Left to right: Johnnie McQuarley, Miranda Craigwell, and Chris Leon. Photo by Liza Voll

 

 

 

 

 

 

 

 

 

 

 

 

 

 

This one’s deep. Really deep.

In the first of his three, “Brother/Sister Plays,” playwright Tarell Alvin McCraney has taken “orishas,” archetypal demigods from the Yoruba tradition of West Africa and reincarnated them as the complex and charismatic residents of a Louisiana ghetto.

Their story is more a slice of life than an epic of war or adventure, yet it’s told through epic similes, heighted language, prophetic dreams and sudden snatches of otherworldly music. It’s a domestic legend, epic for the community who lives and universal in its fundamental concerns. It’s told with poetry, pathos, humor and—thanks to director Megan Sandberg-Zakian—cannily simple stagecraft.

Oya (Miranda Craigwell) is the radiant avatar of the orisha of the Niger River, a goddess of wind and storms. But she doesn’t know this. As far as she can tell her only claim to glory is her speed as a runner. She’s a high school track star.  When she’s recruited by a state university at the same time that Mama Moja (Michelle Dowd) her mother, takes ill, Oya must decide between family and personal ambition.

An equally tough decision looms as Oya grows into womanhood. Desperate for a child, she must choose between two suitors who have pursued her all her life. Ogun (Johnny McQuarely) is an avatar of the orisha of war and iron, similar in some ways to the Ancient Greeks’ Hephaistos. He’s a businessman who seeks a family and a life of comfort. He’s the safe choice.  Then there’s Shango (Chris Leon), a version of the Yoruban thunder god, their dispenser of justice.

Shango is the sexy, dangerous choice. He’s a solider, and he’s a player. Oya may be his true love, but he also has his eye on Shun, another river orisha, played brilliantly by Natalia Naman as that cool, popular, fiercely territorial, alpha female you’ve probably learned to hate.

There’ s one more choice. She could also be guided to love by her trifling yet mysteriously prescient neighbor, Li’l Elegba, the Yoruban trickster figure (think Hermes, Coyote, Brier Rabbit). Between begging sweets from Mama Moja and getting local girls pregnant, Elegba seems to have watching over Oya. He might be able to lead her down the right path—or he might just be playing her. Hampton Fluker isremarkable in the role, shifting suddenly and seamlessly between a scamp and a seer.

You don’t need to crack a book, or even a playbill, to appreciate “In the Red and Brown Water” as a well told tale, at once fresh and achingly familiar—but its more than likely that this play will leave you hungery for more on its source material: mythology that has spread with the African Diaspora and indeed claims Louisiana as one of its homes.
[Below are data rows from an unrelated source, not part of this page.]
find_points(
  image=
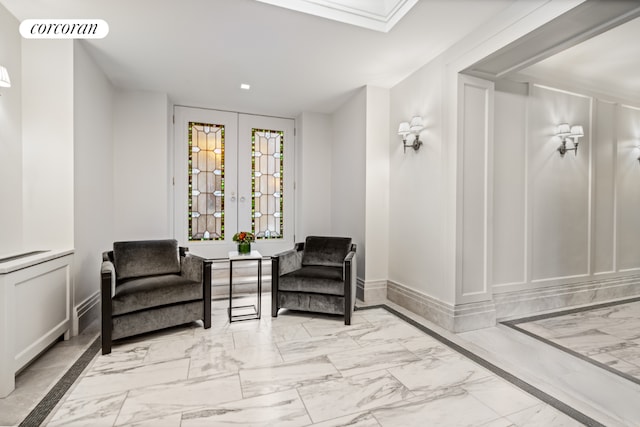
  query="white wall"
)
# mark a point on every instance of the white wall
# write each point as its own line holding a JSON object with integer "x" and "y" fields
{"x": 348, "y": 174}
{"x": 10, "y": 138}
{"x": 93, "y": 171}
{"x": 376, "y": 249}
{"x": 141, "y": 174}
{"x": 416, "y": 205}
{"x": 47, "y": 132}
{"x": 564, "y": 220}
{"x": 313, "y": 172}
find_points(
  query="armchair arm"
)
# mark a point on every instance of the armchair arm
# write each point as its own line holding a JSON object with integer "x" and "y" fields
{"x": 290, "y": 260}
{"x": 283, "y": 263}
{"x": 107, "y": 291}
{"x": 349, "y": 273}
{"x": 191, "y": 267}
{"x": 108, "y": 273}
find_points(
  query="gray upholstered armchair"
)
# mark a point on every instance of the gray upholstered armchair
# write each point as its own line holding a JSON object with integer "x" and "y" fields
{"x": 318, "y": 275}
{"x": 149, "y": 285}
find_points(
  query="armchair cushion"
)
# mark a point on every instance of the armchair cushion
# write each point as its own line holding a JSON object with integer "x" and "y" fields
{"x": 146, "y": 292}
{"x": 314, "y": 279}
{"x": 325, "y": 251}
{"x": 146, "y": 258}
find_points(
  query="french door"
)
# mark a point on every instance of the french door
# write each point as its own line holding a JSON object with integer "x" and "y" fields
{"x": 233, "y": 172}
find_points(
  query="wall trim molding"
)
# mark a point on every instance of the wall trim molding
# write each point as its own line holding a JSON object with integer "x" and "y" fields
{"x": 533, "y": 301}
{"x": 86, "y": 312}
{"x": 510, "y": 305}
{"x": 455, "y": 318}
{"x": 371, "y": 291}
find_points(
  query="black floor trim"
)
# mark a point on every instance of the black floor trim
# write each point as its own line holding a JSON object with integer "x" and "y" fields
{"x": 42, "y": 410}
{"x": 548, "y": 399}
{"x": 513, "y": 324}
At the very least you’ll want to see parts II and III of McCraney’s Brother/Sister trilogy, which will be staged by Company One‘s Summer Williams in December. I know I’m looking forward to it. The images and repeated lines of “In the Red and Brown Water” keep resurfacing in my mind like a song or a dream.

“In the Red and Brown Water” plays at the Plaza Theater in the Boston Center of the Arts through December 3.